Advanced processor instructions in .NET or "C # Intrinsics"

    In chess programs, “bitboards” (bitboards 1 , 2 ) are widely used to represent pieces on the board. As well as for other games on the same board 8 × 8, and even for card games. Various operations are often performed with bitboards, for example, finding the first set bit or counting the number of set bits. Many “tricky” algorithms were invented for these operations , and on modern processors some of these operations are available in an extended set of instructions . For example, popcnt , available in SSE4.2 ABM. There are also a couple of bsf / bsr instructions that have been available for a long time, but there is no access to them from the JIT compiler.
    Of course, all serious chess programs are written in C ++, but I want to use C # for prototyping some algorithms, because I am better acquainted with it and I have less chance to shoot myself in the foot. But you also don’t want to lose performance just like that, in C / C ++ the instructions we are interested in are available with the so-called built - in functions . I tried to make a similar decision for C #.

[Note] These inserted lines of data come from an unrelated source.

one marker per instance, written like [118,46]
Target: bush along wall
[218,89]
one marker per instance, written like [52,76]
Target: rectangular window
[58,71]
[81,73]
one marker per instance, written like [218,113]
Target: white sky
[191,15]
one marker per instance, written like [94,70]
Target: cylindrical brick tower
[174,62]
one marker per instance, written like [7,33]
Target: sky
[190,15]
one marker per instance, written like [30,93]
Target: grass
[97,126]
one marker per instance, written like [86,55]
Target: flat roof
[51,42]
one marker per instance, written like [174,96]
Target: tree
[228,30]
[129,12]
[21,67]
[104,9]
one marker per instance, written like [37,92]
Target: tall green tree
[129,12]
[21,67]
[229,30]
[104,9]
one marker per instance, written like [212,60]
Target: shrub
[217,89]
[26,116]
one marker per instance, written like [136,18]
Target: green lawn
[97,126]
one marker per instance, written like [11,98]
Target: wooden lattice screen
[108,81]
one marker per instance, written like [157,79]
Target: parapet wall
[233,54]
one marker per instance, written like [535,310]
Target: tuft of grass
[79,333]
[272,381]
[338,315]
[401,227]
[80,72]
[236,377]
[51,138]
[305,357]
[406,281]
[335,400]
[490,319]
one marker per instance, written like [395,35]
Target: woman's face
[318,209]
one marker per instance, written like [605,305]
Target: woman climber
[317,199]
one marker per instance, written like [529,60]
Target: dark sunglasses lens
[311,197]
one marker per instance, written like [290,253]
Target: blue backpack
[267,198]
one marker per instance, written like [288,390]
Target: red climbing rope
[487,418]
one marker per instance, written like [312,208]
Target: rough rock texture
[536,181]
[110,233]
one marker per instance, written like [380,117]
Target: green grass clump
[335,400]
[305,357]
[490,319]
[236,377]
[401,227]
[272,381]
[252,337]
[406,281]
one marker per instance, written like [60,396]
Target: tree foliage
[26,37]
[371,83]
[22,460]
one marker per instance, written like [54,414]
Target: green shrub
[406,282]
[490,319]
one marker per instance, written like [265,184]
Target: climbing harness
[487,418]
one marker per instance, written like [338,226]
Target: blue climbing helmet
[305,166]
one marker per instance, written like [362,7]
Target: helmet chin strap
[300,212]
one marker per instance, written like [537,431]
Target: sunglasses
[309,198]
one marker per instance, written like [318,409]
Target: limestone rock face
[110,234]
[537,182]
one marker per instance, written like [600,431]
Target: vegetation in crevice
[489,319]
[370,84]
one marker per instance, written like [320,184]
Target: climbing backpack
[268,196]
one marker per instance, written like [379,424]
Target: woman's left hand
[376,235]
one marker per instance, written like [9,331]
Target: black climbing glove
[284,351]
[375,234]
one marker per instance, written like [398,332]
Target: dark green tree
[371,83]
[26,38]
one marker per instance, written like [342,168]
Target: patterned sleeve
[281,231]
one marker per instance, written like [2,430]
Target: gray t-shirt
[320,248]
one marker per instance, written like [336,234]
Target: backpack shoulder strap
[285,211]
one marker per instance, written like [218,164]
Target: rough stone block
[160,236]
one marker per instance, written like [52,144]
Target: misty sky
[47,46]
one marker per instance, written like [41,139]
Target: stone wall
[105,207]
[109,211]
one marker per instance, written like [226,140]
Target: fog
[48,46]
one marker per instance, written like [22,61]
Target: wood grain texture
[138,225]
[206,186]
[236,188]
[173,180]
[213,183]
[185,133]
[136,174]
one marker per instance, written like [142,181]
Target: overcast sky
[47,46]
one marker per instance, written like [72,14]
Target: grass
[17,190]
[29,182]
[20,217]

    There are ready-made libraries for SIMD instructions , but not for manipulations with bits.

    What to do? It is necessary to patch the existing code somehow.
    Let us dwell on the fact that we use a 64-bit processor (on a 32-bit one it is not so fun to work with bitboards), and this processor is x86_64. For incompatible architectures, you must have fallbacks (implementation in C #). Under such conditions, bsf / bsr will always be available, and popcnt is not available only on fairly ancient hardware, but more on that later.
    The easiest option is to write a DLL in C ++ and export the functions we need from there. But these "functions" will consist of one instruction, and around them there will be several extra jumps that will occur during PInvoke.
    The second option: use GetDelegateForFunctionPointer , it is similar to the first, but does not require a separate native DLL.
    The third is to replace an already compiled method. Many interesting articles have been written about this . But here there are problems with the fact that it is a) difficult b) there are dependencies on the internals of the runtime, and therefore its version. As a result, we get a cumbersome and unstable solution, this is not our way.
    The last option remains: patch the compiled JIT code.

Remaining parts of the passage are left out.